Located just north of McClellanville, SC, the 1,450-acre White Oak Atlantic Creosote tract contains an extensive network of dirt roads through some of the most beautiful native longleaf pine woods in the Lowcountry. The property was purchased from White Oak Forestry Corporation — a local corporation that stewards and conserves thousands of acres of significant forest in and around the Santee Delta.

Bordered on three sides by the quarter-million-acre national forest, the property sits across Highway 17 from the 22,000-acre Santee Coastal Reserve and beyond that, the 60,000-acre Cape Romain National Wildlife Refuge.

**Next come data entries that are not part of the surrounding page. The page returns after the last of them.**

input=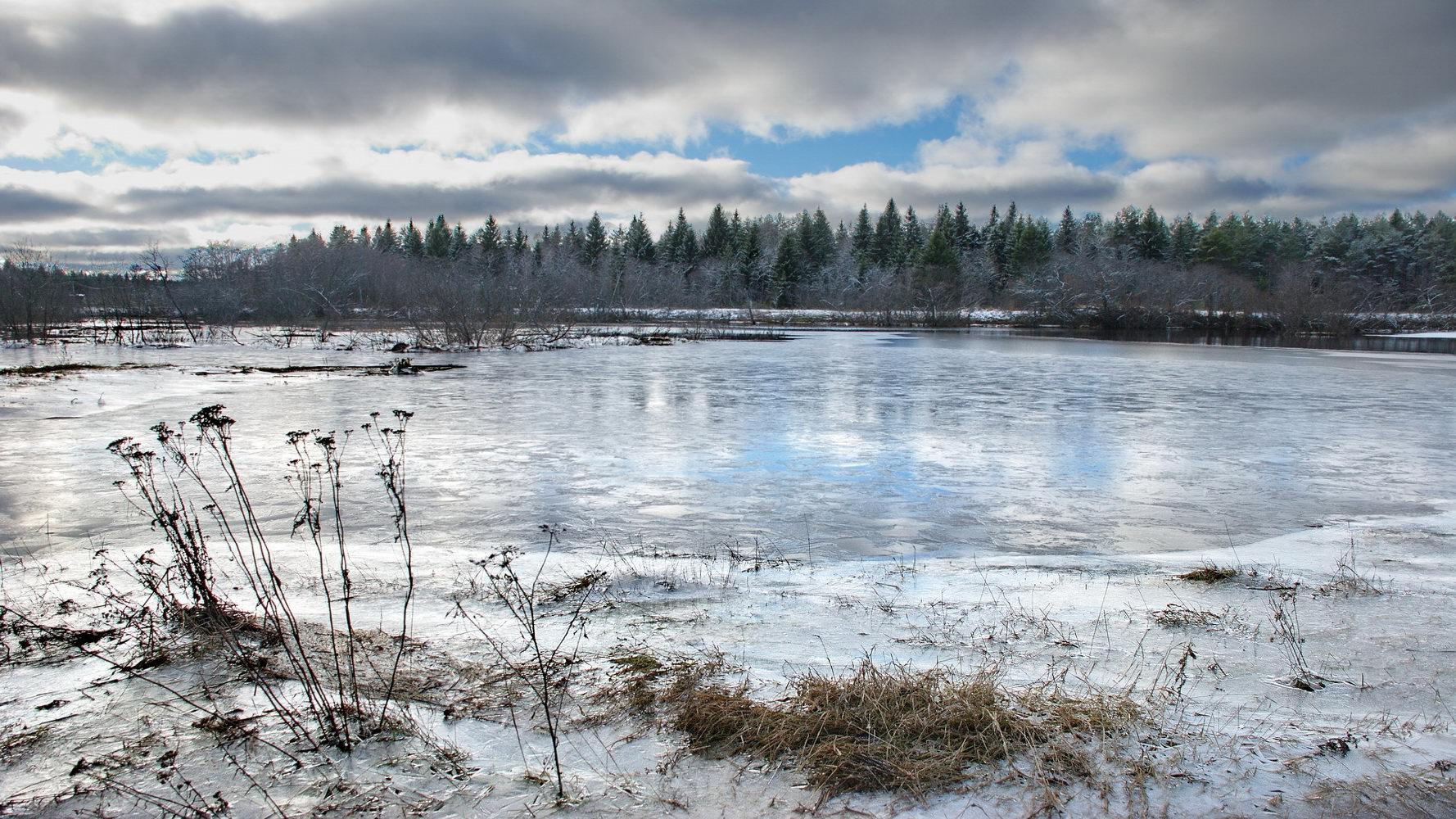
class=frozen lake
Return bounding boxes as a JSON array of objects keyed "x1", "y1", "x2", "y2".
[
  {"x1": 0, "y1": 333, "x2": 1456, "y2": 557},
  {"x1": 0, "y1": 331, "x2": 1456, "y2": 819}
]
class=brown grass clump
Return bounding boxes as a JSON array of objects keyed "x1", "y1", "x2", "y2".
[
  {"x1": 1306, "y1": 768, "x2": 1456, "y2": 819},
  {"x1": 1177, "y1": 563, "x2": 1239, "y2": 583},
  {"x1": 672, "y1": 662, "x2": 1138, "y2": 797}
]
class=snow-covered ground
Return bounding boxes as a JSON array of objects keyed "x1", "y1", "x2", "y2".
[{"x1": 0, "y1": 333, "x2": 1456, "y2": 819}]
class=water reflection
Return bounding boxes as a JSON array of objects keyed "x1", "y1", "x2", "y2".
[{"x1": 0, "y1": 331, "x2": 1456, "y2": 559}]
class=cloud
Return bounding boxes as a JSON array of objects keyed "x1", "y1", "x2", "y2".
[
  {"x1": 0, "y1": 0, "x2": 1092, "y2": 150},
  {"x1": 0, "y1": 187, "x2": 88, "y2": 221},
  {"x1": 0, "y1": 0, "x2": 1456, "y2": 247}
]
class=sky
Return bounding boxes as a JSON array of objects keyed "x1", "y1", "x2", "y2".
[{"x1": 0, "y1": 0, "x2": 1456, "y2": 262}]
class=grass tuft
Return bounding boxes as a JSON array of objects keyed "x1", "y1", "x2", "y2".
[
  {"x1": 1177, "y1": 563, "x2": 1239, "y2": 583},
  {"x1": 671, "y1": 662, "x2": 1142, "y2": 797}
]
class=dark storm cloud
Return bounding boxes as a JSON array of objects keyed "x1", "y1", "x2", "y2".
[{"x1": 0, "y1": 185, "x2": 90, "y2": 223}]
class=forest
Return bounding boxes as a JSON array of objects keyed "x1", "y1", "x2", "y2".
[{"x1": 0, "y1": 200, "x2": 1456, "y2": 341}]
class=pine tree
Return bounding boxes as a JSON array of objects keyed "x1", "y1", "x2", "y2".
[
  {"x1": 874, "y1": 200, "x2": 904, "y2": 268},
  {"x1": 425, "y1": 213, "x2": 450, "y2": 260},
  {"x1": 703, "y1": 204, "x2": 732, "y2": 260},
  {"x1": 849, "y1": 204, "x2": 875, "y2": 268},
  {"x1": 1168, "y1": 213, "x2": 1198, "y2": 269},
  {"x1": 728, "y1": 210, "x2": 743, "y2": 251},
  {"x1": 1057, "y1": 206, "x2": 1082, "y2": 255},
  {"x1": 919, "y1": 220, "x2": 960, "y2": 274},
  {"x1": 664, "y1": 208, "x2": 698, "y2": 262},
  {"x1": 734, "y1": 220, "x2": 763, "y2": 299},
  {"x1": 773, "y1": 230, "x2": 808, "y2": 307},
  {"x1": 329, "y1": 224, "x2": 354, "y2": 251},
  {"x1": 622, "y1": 215, "x2": 657, "y2": 262},
  {"x1": 951, "y1": 202, "x2": 979, "y2": 254},
  {"x1": 374, "y1": 219, "x2": 399, "y2": 254},
  {"x1": 1134, "y1": 206, "x2": 1169, "y2": 261},
  {"x1": 799, "y1": 208, "x2": 834, "y2": 271},
  {"x1": 401, "y1": 219, "x2": 425, "y2": 260},
  {"x1": 450, "y1": 221, "x2": 470, "y2": 260},
  {"x1": 900, "y1": 206, "x2": 925, "y2": 265},
  {"x1": 470, "y1": 215, "x2": 501, "y2": 251},
  {"x1": 581, "y1": 213, "x2": 607, "y2": 267}
]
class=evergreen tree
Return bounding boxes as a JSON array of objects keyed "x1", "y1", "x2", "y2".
[
  {"x1": 703, "y1": 204, "x2": 732, "y2": 260},
  {"x1": 664, "y1": 208, "x2": 698, "y2": 264},
  {"x1": 399, "y1": 219, "x2": 425, "y2": 260},
  {"x1": 728, "y1": 210, "x2": 743, "y2": 249},
  {"x1": 450, "y1": 221, "x2": 470, "y2": 260},
  {"x1": 425, "y1": 215, "x2": 450, "y2": 260},
  {"x1": 329, "y1": 224, "x2": 354, "y2": 251},
  {"x1": 849, "y1": 204, "x2": 875, "y2": 268},
  {"x1": 951, "y1": 202, "x2": 979, "y2": 254},
  {"x1": 470, "y1": 213, "x2": 501, "y2": 251},
  {"x1": 799, "y1": 210, "x2": 834, "y2": 271},
  {"x1": 900, "y1": 206, "x2": 925, "y2": 264},
  {"x1": 1007, "y1": 211, "x2": 1056, "y2": 275},
  {"x1": 919, "y1": 220, "x2": 958, "y2": 272},
  {"x1": 581, "y1": 213, "x2": 607, "y2": 267},
  {"x1": 622, "y1": 215, "x2": 657, "y2": 262},
  {"x1": 874, "y1": 200, "x2": 904, "y2": 268},
  {"x1": 1057, "y1": 206, "x2": 1082, "y2": 255},
  {"x1": 734, "y1": 220, "x2": 763, "y2": 299},
  {"x1": 773, "y1": 230, "x2": 808, "y2": 307},
  {"x1": 1168, "y1": 213, "x2": 1198, "y2": 269},
  {"x1": 374, "y1": 219, "x2": 399, "y2": 254},
  {"x1": 1133, "y1": 206, "x2": 1171, "y2": 261}
]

White Oak is the largest acquisition by the Charleston County Greenbelt Program.

The 1,450 acres also represent the biggest private holding left in the Francis Marion and the seventh addition to the national forest by Open Space Institute — which has conserved more than 8,100 acres in and around the forest since completing its first project there in 2014.

The roadways and paths in the tract will make the forest more accessible for hiking, birding and hunting, as well as providing natural habitat for a wide variety of local species.

It’s land that was once part of Peachtree Plantation on the Santee River — owned by Declaration signer Thomas Lynch III and celebrated by poet laureate Archibald Rutledge — that will now belong to the public.